While considering free-agent relievers like Lyon, Amaro is also addressing his bullpen needs, negotiating with the representatives for lefthander Scott Eyre and righthander Chan Ho Park. In both cases, the sides have been unable to agree on financial terms.

The Phillies are interested in Park only as a reliever, though a baseball source said that Park had not ruled out seeking a starting job. It was unclear if Park had received any interest from teams to sign as a starter.

The Phils met this afternoon with Park's agent, Jeff Borris, in an attempt to resolve their differences over the pitcher's value.

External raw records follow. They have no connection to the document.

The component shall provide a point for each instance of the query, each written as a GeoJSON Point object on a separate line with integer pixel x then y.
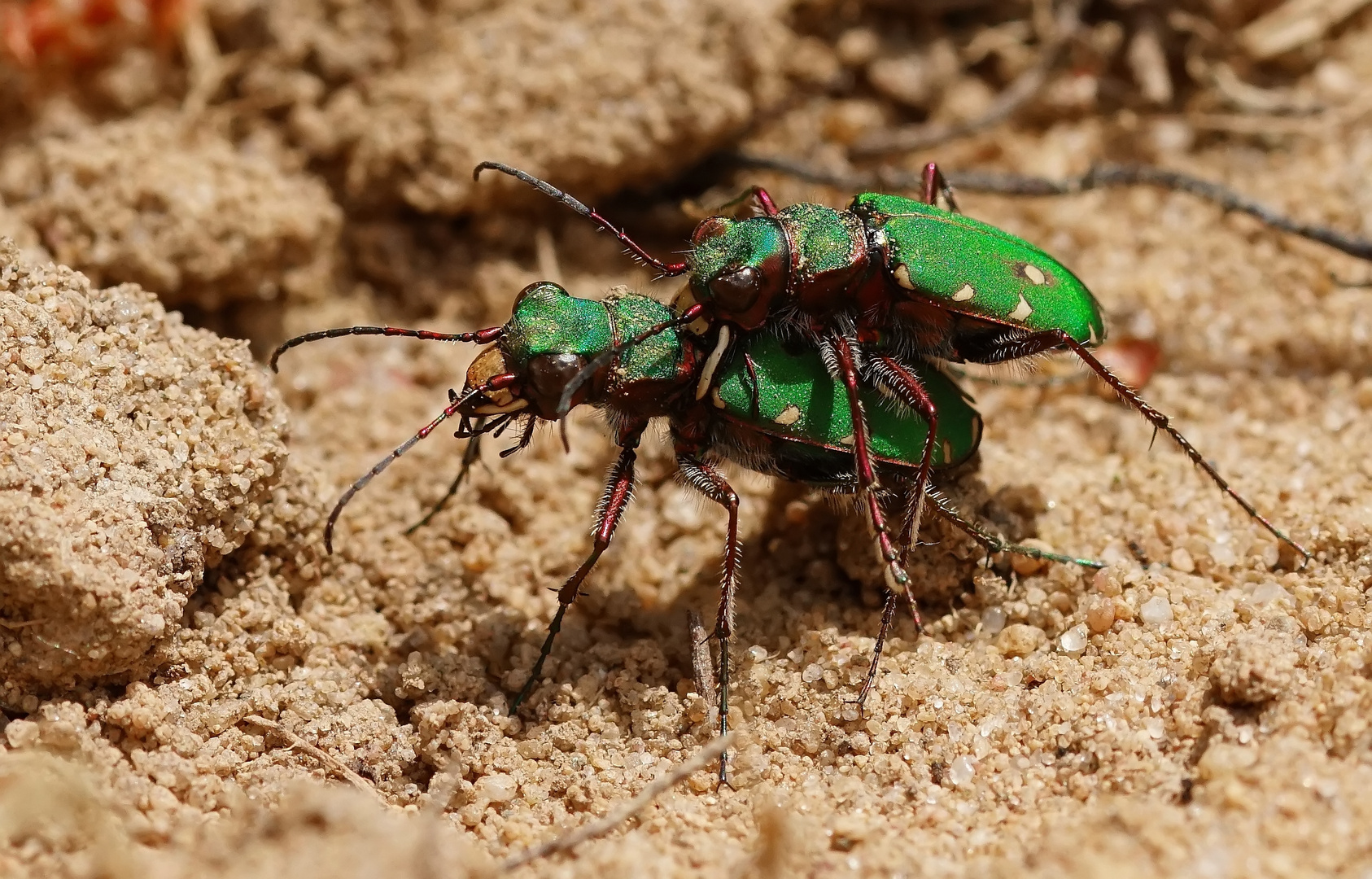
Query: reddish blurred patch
{"type": "Point", "coordinates": [1132, 360]}
{"type": "Point", "coordinates": [85, 32]}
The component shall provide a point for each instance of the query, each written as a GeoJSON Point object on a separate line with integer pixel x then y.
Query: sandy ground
{"type": "Point", "coordinates": [192, 687]}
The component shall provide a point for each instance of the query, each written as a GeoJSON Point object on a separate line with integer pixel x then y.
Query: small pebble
{"type": "Point", "coordinates": [1074, 639]}
{"type": "Point", "coordinates": [1156, 610]}
{"type": "Point", "coordinates": [962, 770]}
{"type": "Point", "coordinates": [497, 787]}
{"type": "Point", "coordinates": [1020, 639]}
{"type": "Point", "coordinates": [1099, 614]}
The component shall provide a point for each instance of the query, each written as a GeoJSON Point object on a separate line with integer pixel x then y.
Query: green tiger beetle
{"type": "Point", "coordinates": [771, 406]}
{"type": "Point", "coordinates": [885, 282]}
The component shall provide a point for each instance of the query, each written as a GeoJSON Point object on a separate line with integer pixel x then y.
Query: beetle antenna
{"type": "Point", "coordinates": [668, 269]}
{"type": "Point", "coordinates": [494, 383]}
{"type": "Point", "coordinates": [602, 360]}
{"type": "Point", "coordinates": [483, 336]}
{"type": "Point", "coordinates": [470, 456]}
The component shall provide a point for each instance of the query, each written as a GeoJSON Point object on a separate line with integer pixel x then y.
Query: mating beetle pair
{"type": "Point", "coordinates": [770, 406]}
{"type": "Point", "coordinates": [818, 370]}
{"type": "Point", "coordinates": [877, 286]}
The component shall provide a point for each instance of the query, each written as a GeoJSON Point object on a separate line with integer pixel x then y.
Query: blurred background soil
{"type": "Point", "coordinates": [192, 687]}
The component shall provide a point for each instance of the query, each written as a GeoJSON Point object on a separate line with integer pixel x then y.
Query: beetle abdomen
{"type": "Point", "coordinates": [795, 398]}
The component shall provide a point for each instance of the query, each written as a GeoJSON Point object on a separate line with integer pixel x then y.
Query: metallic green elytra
{"type": "Point", "coordinates": [970, 266]}
{"type": "Point", "coordinates": [789, 394]}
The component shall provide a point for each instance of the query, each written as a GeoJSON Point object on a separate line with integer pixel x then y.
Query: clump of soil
{"type": "Point", "coordinates": [138, 453]}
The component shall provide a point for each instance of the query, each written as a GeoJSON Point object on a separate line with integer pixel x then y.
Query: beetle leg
{"type": "Point", "coordinates": [619, 490]}
{"type": "Point", "coordinates": [707, 480]}
{"type": "Point", "coordinates": [888, 614]}
{"type": "Point", "coordinates": [994, 544]}
{"type": "Point", "coordinates": [1057, 339]}
{"type": "Point", "coordinates": [845, 364]}
{"type": "Point", "coordinates": [470, 456]}
{"type": "Point", "coordinates": [904, 384]}
{"type": "Point", "coordinates": [936, 182]}
{"type": "Point", "coordinates": [760, 199]}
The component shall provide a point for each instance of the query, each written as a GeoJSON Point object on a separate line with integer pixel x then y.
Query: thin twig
{"type": "Point", "coordinates": [1099, 176]}
{"type": "Point", "coordinates": [324, 757]}
{"type": "Point", "coordinates": [626, 811]}
{"type": "Point", "coordinates": [1014, 96]}
{"type": "Point", "coordinates": [701, 664]}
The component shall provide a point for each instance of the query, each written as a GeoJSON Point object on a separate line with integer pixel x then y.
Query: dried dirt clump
{"type": "Point", "coordinates": [136, 453]}
{"type": "Point", "coordinates": [174, 206]}
{"type": "Point", "coordinates": [593, 95]}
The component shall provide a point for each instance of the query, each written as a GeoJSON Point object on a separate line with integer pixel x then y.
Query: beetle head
{"type": "Point", "coordinates": [548, 340]}
{"type": "Point", "coordinates": [738, 268]}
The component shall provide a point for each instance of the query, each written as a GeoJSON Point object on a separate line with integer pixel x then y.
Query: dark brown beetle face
{"type": "Point", "coordinates": [546, 378]}
{"type": "Point", "coordinates": [736, 291]}
{"type": "Point", "coordinates": [740, 268]}
{"type": "Point", "coordinates": [487, 364]}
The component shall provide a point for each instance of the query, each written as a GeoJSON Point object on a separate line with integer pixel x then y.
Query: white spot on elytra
{"type": "Point", "coordinates": [707, 374]}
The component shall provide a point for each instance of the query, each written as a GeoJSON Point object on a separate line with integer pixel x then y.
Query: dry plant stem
{"type": "Point", "coordinates": [1012, 99]}
{"type": "Point", "coordinates": [324, 757]}
{"type": "Point", "coordinates": [626, 811]}
{"type": "Point", "coordinates": [1099, 176]}
{"type": "Point", "coordinates": [701, 664]}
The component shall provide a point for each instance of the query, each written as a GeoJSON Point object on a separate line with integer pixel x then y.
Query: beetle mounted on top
{"type": "Point", "coordinates": [877, 286]}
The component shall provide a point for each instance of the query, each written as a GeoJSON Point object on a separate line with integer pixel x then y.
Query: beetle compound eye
{"type": "Point", "coordinates": [737, 290]}
{"type": "Point", "coordinates": [548, 378]}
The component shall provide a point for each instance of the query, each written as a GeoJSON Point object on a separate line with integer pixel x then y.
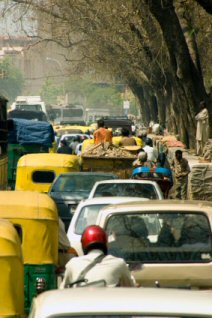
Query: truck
{"type": "Point", "coordinates": [33, 103]}
{"type": "Point", "coordinates": [25, 137]}
{"type": "Point", "coordinates": [109, 158]}
{"type": "Point", "coordinates": [68, 115]}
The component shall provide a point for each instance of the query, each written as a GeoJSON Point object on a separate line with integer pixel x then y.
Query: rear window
{"type": "Point", "coordinates": [126, 189]}
{"type": "Point", "coordinates": [160, 237]}
{"type": "Point", "coordinates": [77, 183]}
{"type": "Point", "coordinates": [87, 216]}
{"type": "Point", "coordinates": [43, 176]}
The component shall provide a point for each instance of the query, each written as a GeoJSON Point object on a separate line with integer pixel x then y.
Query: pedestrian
{"type": "Point", "coordinates": [102, 134]}
{"type": "Point", "coordinates": [163, 170]}
{"type": "Point", "coordinates": [64, 148]}
{"type": "Point", "coordinates": [76, 141]}
{"type": "Point", "coordinates": [202, 132]}
{"type": "Point", "coordinates": [126, 140]}
{"type": "Point", "coordinates": [151, 151]}
{"type": "Point", "coordinates": [181, 169]}
{"type": "Point", "coordinates": [96, 265]}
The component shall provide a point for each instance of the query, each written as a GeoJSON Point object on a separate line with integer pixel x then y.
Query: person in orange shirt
{"type": "Point", "coordinates": [102, 134]}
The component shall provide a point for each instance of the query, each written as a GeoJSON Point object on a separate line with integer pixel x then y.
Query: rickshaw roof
{"type": "Point", "coordinates": [48, 160]}
{"type": "Point", "coordinates": [27, 205]}
{"type": "Point", "coordinates": [9, 241]}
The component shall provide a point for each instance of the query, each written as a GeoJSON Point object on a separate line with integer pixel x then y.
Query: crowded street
{"type": "Point", "coordinates": [105, 159]}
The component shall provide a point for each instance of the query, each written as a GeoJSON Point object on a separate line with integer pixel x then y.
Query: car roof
{"type": "Point", "coordinates": [126, 181]}
{"type": "Point", "coordinates": [162, 205]}
{"type": "Point", "coordinates": [147, 301]}
{"type": "Point", "coordinates": [88, 174]}
{"type": "Point", "coordinates": [74, 134]}
{"type": "Point", "coordinates": [110, 200]}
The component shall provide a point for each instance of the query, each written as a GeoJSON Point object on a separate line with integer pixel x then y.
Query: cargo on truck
{"type": "Point", "coordinates": [107, 157]}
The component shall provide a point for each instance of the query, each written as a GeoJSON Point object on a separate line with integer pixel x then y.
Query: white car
{"type": "Point", "coordinates": [70, 137]}
{"type": "Point", "coordinates": [122, 302]}
{"type": "Point", "coordinates": [86, 214]}
{"type": "Point", "coordinates": [127, 188]}
{"type": "Point", "coordinates": [166, 242]}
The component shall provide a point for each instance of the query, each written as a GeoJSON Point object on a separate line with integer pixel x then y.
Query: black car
{"type": "Point", "coordinates": [68, 189]}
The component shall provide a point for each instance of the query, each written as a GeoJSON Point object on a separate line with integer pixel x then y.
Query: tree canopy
{"type": "Point", "coordinates": [160, 48]}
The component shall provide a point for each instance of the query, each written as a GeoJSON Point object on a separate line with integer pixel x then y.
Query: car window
{"type": "Point", "coordinates": [126, 189]}
{"type": "Point", "coordinates": [160, 237]}
{"type": "Point", "coordinates": [87, 216]}
{"type": "Point", "coordinates": [78, 182]}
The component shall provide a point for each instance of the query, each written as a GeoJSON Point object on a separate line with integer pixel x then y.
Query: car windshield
{"type": "Point", "coordinates": [160, 237]}
{"type": "Point", "coordinates": [77, 183]}
{"type": "Point", "coordinates": [126, 189]}
{"type": "Point", "coordinates": [87, 216]}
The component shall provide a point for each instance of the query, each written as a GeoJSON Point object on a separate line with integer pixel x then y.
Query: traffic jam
{"type": "Point", "coordinates": [105, 159]}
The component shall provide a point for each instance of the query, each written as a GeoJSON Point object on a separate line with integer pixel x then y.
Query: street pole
{"type": "Point", "coordinates": [61, 70]}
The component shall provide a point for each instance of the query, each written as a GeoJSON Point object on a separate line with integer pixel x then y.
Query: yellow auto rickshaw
{"type": "Point", "coordinates": [11, 273]}
{"type": "Point", "coordinates": [35, 217]}
{"type": "Point", "coordinates": [36, 172]}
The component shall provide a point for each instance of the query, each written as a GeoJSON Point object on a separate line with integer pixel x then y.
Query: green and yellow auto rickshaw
{"type": "Point", "coordinates": [35, 217]}
{"type": "Point", "coordinates": [36, 172]}
{"type": "Point", "coordinates": [11, 273]}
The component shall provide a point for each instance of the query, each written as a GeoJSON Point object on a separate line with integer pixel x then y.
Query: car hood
{"type": "Point", "coordinates": [69, 196]}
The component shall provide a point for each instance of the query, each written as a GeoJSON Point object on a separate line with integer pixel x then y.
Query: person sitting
{"type": "Point", "coordinates": [102, 134]}
{"type": "Point", "coordinates": [96, 265]}
{"type": "Point", "coordinates": [126, 139]}
{"type": "Point", "coordinates": [152, 153]}
{"type": "Point", "coordinates": [64, 148]}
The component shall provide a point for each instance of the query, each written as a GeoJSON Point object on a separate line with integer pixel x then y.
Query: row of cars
{"type": "Point", "coordinates": [166, 244]}
{"type": "Point", "coordinates": [157, 238]}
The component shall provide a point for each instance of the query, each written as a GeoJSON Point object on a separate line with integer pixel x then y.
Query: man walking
{"type": "Point", "coordinates": [202, 133]}
{"type": "Point", "coordinates": [181, 169]}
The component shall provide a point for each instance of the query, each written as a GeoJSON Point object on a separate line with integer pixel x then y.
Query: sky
{"type": "Point", "coordinates": [10, 23]}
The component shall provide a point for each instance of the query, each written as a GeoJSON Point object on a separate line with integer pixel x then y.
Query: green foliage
{"type": "Point", "coordinates": [11, 79]}
{"type": "Point", "coordinates": [50, 92]}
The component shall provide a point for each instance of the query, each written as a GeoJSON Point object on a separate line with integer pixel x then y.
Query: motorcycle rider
{"type": "Point", "coordinates": [112, 270]}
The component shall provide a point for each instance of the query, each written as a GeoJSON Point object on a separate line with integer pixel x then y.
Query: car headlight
{"type": "Point", "coordinates": [40, 284]}
{"type": "Point", "coordinates": [72, 208]}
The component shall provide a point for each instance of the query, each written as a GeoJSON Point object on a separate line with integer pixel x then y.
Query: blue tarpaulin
{"type": "Point", "coordinates": [24, 131]}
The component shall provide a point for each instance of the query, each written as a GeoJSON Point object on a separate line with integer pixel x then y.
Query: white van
{"type": "Point", "coordinates": [33, 103]}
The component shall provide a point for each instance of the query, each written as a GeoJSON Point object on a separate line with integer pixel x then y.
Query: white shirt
{"type": "Point", "coordinates": [152, 153]}
{"type": "Point", "coordinates": [112, 269]}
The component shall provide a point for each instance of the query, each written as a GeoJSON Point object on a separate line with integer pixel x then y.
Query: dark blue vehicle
{"type": "Point", "coordinates": [68, 189]}
{"type": "Point", "coordinates": [163, 176]}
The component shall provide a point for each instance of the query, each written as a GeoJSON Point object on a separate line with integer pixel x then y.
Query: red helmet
{"type": "Point", "coordinates": [94, 237]}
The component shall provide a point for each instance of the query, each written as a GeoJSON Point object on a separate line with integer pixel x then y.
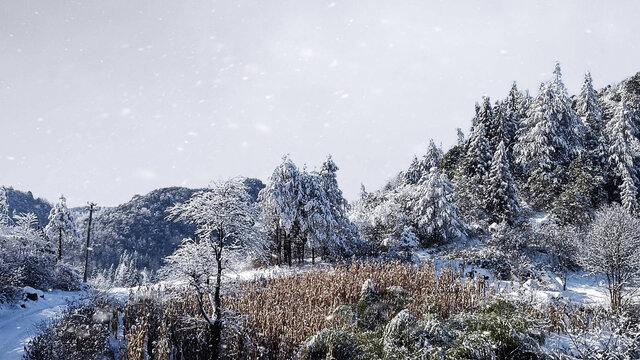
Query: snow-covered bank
{"type": "Point", "coordinates": [18, 325]}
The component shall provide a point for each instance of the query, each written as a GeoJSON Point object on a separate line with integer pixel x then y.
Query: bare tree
{"type": "Point", "coordinates": [611, 247]}
{"type": "Point", "coordinates": [562, 242]}
{"type": "Point", "coordinates": [226, 220]}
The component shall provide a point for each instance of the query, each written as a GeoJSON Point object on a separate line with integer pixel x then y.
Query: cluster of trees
{"type": "Point", "coordinates": [552, 152]}
{"type": "Point", "coordinates": [419, 207]}
{"type": "Point", "coordinates": [305, 213]}
{"type": "Point", "coordinates": [28, 256]}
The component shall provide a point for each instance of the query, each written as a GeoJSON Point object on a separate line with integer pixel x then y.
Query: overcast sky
{"type": "Point", "coordinates": [101, 100]}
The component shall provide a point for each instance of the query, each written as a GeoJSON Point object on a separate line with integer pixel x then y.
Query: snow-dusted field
{"type": "Point", "coordinates": [18, 325]}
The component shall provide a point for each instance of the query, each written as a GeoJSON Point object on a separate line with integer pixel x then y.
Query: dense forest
{"type": "Point", "coordinates": [469, 253]}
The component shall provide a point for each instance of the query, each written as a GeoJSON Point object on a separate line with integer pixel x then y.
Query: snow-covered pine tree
{"type": "Point", "coordinates": [404, 244]}
{"type": "Point", "coordinates": [413, 174]}
{"type": "Point", "coordinates": [279, 202]}
{"type": "Point", "coordinates": [501, 200]}
{"type": "Point", "coordinates": [514, 110]}
{"type": "Point", "coordinates": [316, 221]}
{"type": "Point", "coordinates": [550, 135]}
{"type": "Point", "coordinates": [126, 273]}
{"type": "Point", "coordinates": [344, 236]}
{"type": "Point", "coordinates": [623, 149]}
{"type": "Point", "coordinates": [548, 139]}
{"type": "Point", "coordinates": [4, 207]}
{"type": "Point", "coordinates": [433, 157]}
{"type": "Point", "coordinates": [61, 224]}
{"type": "Point", "coordinates": [589, 111]}
{"type": "Point", "coordinates": [434, 209]}
{"type": "Point", "coordinates": [473, 171]}
{"type": "Point", "coordinates": [582, 194]}
{"type": "Point", "coordinates": [486, 117]}
{"type": "Point", "coordinates": [419, 168]}
{"type": "Point", "coordinates": [611, 248]}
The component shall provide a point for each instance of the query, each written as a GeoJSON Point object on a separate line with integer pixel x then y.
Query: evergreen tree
{"type": "Point", "coordinates": [279, 202]}
{"type": "Point", "coordinates": [473, 172]}
{"type": "Point", "coordinates": [433, 158]}
{"type": "Point", "coordinates": [485, 116]}
{"type": "Point", "coordinates": [459, 136]}
{"type": "Point", "coordinates": [582, 194]}
{"type": "Point", "coordinates": [514, 109]}
{"type": "Point", "coordinates": [502, 202]}
{"type": "Point", "coordinates": [413, 174]}
{"type": "Point", "coordinates": [550, 135]}
{"type": "Point", "coordinates": [345, 233]}
{"type": "Point", "coordinates": [434, 210]}
{"type": "Point", "coordinates": [589, 111]}
{"type": "Point", "coordinates": [623, 147]}
{"type": "Point", "coordinates": [61, 224]}
{"type": "Point", "coordinates": [317, 223]}
{"type": "Point", "coordinates": [4, 207]}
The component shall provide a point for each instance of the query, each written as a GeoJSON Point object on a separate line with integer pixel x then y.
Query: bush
{"type": "Point", "coordinates": [81, 332]}
{"type": "Point", "coordinates": [67, 277]}
{"type": "Point", "coordinates": [330, 344]}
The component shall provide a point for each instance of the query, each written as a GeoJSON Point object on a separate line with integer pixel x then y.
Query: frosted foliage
{"type": "Point", "coordinates": [435, 210]}
{"type": "Point", "coordinates": [611, 247]}
{"type": "Point", "coordinates": [623, 150]}
{"type": "Point", "coordinates": [502, 201]}
{"type": "Point", "coordinates": [4, 207]}
{"type": "Point", "coordinates": [224, 211]}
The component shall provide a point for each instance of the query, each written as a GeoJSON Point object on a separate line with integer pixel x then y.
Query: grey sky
{"type": "Point", "coordinates": [101, 100]}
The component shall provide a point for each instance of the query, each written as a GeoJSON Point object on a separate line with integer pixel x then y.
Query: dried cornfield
{"type": "Point", "coordinates": [284, 311]}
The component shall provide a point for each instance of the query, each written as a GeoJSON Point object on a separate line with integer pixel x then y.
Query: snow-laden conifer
{"type": "Point", "coordinates": [61, 225]}
{"type": "Point", "coordinates": [501, 198]}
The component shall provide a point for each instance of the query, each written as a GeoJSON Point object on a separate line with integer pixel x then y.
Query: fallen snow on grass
{"type": "Point", "coordinates": [18, 325]}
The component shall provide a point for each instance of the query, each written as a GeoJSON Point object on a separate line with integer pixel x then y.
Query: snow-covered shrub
{"type": "Point", "coordinates": [330, 344]}
{"type": "Point", "coordinates": [499, 330]}
{"type": "Point", "coordinates": [81, 332]}
{"type": "Point", "coordinates": [611, 247]}
{"type": "Point", "coordinates": [398, 332]}
{"type": "Point", "coordinates": [67, 277]}
{"type": "Point", "coordinates": [370, 309]}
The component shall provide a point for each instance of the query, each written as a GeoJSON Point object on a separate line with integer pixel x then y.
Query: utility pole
{"type": "Point", "coordinates": [86, 256]}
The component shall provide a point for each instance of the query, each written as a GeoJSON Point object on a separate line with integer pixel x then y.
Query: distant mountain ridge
{"type": "Point", "coordinates": [24, 202]}
{"type": "Point", "coordinates": [136, 226]}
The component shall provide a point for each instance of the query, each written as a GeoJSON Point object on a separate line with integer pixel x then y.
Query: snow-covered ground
{"type": "Point", "coordinates": [18, 325]}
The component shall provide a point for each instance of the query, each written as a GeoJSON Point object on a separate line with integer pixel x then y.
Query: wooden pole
{"type": "Point", "coordinates": [86, 254]}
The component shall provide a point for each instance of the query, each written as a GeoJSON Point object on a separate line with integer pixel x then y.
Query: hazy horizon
{"type": "Point", "coordinates": [100, 101]}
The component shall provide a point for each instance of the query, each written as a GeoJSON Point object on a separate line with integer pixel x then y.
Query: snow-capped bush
{"type": "Point", "coordinates": [77, 334]}
{"type": "Point", "coordinates": [330, 344]}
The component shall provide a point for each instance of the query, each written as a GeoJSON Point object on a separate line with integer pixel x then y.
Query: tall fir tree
{"type": "Point", "coordinates": [623, 148]}
{"type": "Point", "coordinates": [279, 204]}
{"type": "Point", "coordinates": [61, 225]}
{"type": "Point", "coordinates": [589, 111]}
{"type": "Point", "coordinates": [582, 194]}
{"type": "Point", "coordinates": [501, 197]}
{"type": "Point", "coordinates": [4, 207]}
{"type": "Point", "coordinates": [434, 209]}
{"type": "Point", "coordinates": [547, 141]}
{"type": "Point", "coordinates": [345, 234]}
{"type": "Point", "coordinates": [472, 173]}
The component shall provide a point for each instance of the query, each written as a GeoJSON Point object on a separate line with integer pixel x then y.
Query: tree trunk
{"type": "Point", "coordinates": [59, 244]}
{"type": "Point", "coordinates": [288, 252]}
{"type": "Point", "coordinates": [279, 245]}
{"type": "Point", "coordinates": [86, 255]}
{"type": "Point", "coordinates": [216, 335]}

Amaro said that he was comfortable with young lefthanders Sergio Escalona and Antonio Bastardo in an increased role, and that talks to re-sign Park and Eyre had gone so slowly that "I may go sign somebody else because they're waiting around."

With affordable bullpen help so difficult to find, Amaro indicated that the team would likely tender contracts to Chad Durbin and Clay Condrey before the Dec. 12 deadline. Though he has not yet made a decision on the two righthanders, Amaro said that "those are guys we will probably count on."

Not focused on Pedro. Amaro said that he was open to considering re-signing Pedro Martinez, but "that's something that might develop later."

Martinez told the Associated Press last week that he was interested in returning to Philadelphia.

With Matt Stairs not expected to return, the Phillies are still seeking one final piece for the bench. That role could be filled by a minor-leaguer like DeWayne Wise or John Mayberry Jr., and Amaro sounded willing to wait until the season to explore trades.

Extra bases. Amaro said he expects Brad Lidge and J.C. Romero, both recovering from elbow surgery, to be ready by the early part of spring training. . . . Baseball America honored the Phillies as baseball's organization of the year.